Let's continue the thread today with a quick look at close-ups of the garments and at pictures of Beesley's works and structures.
It is indeed clear that some of the vacuum-molded 3D elements applied on tulle or wool look very similar to the fronds of Beesley's immersive installations.
Now, if you have ever rambled around these structures you were probably too mesmerised and distracted by the moving elements to actually study the exact shapes of the various elements forming them.
Yet there was an exhibition last year at the ADM Gallery at the Nanyang Technological University in Singapore that can maybe help refocusing a bit better on the single structures forming his installations.
Entitled "Living Architecture Systems", the exhibition included Beesley's research and notebook sketches while exploring themes such as Organicism and the possibility of borrowing from natural sciences to find a new architectural glossary and developing innovative designs for complex structures employing contemporary materials and digital technologies.

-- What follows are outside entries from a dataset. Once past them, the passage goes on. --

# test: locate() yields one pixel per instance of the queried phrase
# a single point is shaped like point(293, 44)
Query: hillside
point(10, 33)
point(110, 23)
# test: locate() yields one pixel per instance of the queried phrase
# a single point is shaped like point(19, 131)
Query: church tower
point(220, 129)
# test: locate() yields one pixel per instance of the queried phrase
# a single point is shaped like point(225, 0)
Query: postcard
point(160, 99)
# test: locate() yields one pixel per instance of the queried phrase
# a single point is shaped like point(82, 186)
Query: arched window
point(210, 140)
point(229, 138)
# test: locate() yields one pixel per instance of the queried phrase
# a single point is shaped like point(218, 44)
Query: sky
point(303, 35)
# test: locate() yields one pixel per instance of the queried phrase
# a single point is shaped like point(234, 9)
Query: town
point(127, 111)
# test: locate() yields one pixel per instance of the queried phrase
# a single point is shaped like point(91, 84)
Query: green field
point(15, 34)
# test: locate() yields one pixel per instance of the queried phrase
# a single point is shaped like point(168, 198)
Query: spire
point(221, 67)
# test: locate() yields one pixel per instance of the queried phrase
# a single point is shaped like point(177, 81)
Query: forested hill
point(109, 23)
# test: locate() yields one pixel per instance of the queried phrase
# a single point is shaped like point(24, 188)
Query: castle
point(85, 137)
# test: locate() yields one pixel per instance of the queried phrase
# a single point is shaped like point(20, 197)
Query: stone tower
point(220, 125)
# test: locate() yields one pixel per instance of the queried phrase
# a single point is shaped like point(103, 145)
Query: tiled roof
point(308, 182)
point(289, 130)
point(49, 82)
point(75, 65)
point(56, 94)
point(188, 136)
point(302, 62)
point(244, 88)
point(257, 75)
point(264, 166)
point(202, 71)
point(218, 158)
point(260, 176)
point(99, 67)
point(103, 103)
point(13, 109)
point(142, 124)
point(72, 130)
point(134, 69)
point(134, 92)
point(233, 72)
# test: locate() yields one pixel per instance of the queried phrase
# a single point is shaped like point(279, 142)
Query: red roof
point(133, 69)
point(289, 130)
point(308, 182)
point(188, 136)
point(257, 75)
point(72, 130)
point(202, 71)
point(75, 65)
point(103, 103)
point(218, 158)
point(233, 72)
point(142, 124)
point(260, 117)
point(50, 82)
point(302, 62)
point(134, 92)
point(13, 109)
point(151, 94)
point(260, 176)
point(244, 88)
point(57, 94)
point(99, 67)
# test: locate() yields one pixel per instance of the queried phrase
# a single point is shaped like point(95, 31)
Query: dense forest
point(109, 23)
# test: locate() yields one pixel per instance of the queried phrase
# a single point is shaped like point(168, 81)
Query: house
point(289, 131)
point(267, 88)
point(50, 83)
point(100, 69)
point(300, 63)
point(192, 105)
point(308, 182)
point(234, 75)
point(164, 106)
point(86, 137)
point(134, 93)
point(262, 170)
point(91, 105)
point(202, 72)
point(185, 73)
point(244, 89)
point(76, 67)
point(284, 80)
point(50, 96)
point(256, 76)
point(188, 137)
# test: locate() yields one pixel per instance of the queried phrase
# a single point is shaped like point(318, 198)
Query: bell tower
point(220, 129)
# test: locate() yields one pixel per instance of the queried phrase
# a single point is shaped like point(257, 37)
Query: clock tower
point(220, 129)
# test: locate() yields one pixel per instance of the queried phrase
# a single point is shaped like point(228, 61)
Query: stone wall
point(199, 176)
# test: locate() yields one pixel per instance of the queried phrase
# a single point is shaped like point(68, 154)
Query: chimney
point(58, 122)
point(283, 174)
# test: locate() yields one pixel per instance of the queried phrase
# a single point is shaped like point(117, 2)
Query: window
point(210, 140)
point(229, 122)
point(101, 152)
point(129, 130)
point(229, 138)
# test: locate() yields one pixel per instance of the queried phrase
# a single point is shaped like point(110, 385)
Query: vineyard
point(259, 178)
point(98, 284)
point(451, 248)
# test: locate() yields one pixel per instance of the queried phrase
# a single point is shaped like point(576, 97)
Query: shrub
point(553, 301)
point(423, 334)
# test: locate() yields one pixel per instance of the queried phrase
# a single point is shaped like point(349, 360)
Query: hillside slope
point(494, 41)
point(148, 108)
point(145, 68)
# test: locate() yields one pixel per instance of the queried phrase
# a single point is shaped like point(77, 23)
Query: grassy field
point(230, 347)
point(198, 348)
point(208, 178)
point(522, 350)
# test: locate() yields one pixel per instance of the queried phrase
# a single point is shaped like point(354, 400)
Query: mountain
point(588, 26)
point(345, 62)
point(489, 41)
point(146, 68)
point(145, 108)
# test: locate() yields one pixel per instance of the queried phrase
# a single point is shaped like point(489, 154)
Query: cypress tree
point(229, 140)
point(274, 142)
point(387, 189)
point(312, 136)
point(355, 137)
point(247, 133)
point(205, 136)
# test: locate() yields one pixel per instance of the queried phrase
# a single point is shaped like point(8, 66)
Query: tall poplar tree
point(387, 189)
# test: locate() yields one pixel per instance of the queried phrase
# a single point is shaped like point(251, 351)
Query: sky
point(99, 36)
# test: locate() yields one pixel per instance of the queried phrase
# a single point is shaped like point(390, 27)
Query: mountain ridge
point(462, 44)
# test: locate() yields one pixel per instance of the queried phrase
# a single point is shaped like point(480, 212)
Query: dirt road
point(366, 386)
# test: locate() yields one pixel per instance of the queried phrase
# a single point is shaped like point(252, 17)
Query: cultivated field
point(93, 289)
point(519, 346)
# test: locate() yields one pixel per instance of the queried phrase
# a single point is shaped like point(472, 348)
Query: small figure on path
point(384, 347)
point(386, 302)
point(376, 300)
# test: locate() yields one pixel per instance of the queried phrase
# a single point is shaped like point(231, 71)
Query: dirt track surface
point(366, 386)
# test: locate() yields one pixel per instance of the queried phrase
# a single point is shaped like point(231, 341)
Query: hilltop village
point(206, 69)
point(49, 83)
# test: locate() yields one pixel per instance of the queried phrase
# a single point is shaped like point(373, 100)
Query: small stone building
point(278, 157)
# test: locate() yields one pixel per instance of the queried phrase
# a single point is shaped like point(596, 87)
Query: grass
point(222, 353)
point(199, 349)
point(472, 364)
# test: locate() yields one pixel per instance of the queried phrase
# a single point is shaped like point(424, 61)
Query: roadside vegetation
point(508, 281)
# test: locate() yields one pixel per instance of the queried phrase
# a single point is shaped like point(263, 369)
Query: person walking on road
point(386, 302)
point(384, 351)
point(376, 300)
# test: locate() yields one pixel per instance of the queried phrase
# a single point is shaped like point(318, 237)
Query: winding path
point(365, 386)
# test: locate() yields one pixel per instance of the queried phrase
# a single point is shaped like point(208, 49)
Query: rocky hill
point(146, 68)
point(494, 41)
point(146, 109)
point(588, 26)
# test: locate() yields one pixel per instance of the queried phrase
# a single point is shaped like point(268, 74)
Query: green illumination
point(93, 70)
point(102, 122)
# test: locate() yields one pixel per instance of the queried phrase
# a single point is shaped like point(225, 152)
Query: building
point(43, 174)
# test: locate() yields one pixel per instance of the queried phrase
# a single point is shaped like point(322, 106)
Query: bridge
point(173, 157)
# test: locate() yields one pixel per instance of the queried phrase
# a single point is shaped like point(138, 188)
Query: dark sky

The event included a mention of organicist buildings from the past century, highlighting how their plans were often conceived as a series of rooms shaped like the organs of an animal, each organ having its own function, each function its proper size and hierarchy to create a sense of unity.
In a way you could reinterpret some of van Herpen's designs from this organicist perspective as well: the gaps between the structures that she created for the S/S 17 collection are indeed extremely similar to the structure of a human skeleton with repetitive patterns in specific sizes that created a sense of unity while dissimulating the body's perspective, tricking and challenging the eye's perspective in an hypnotic way.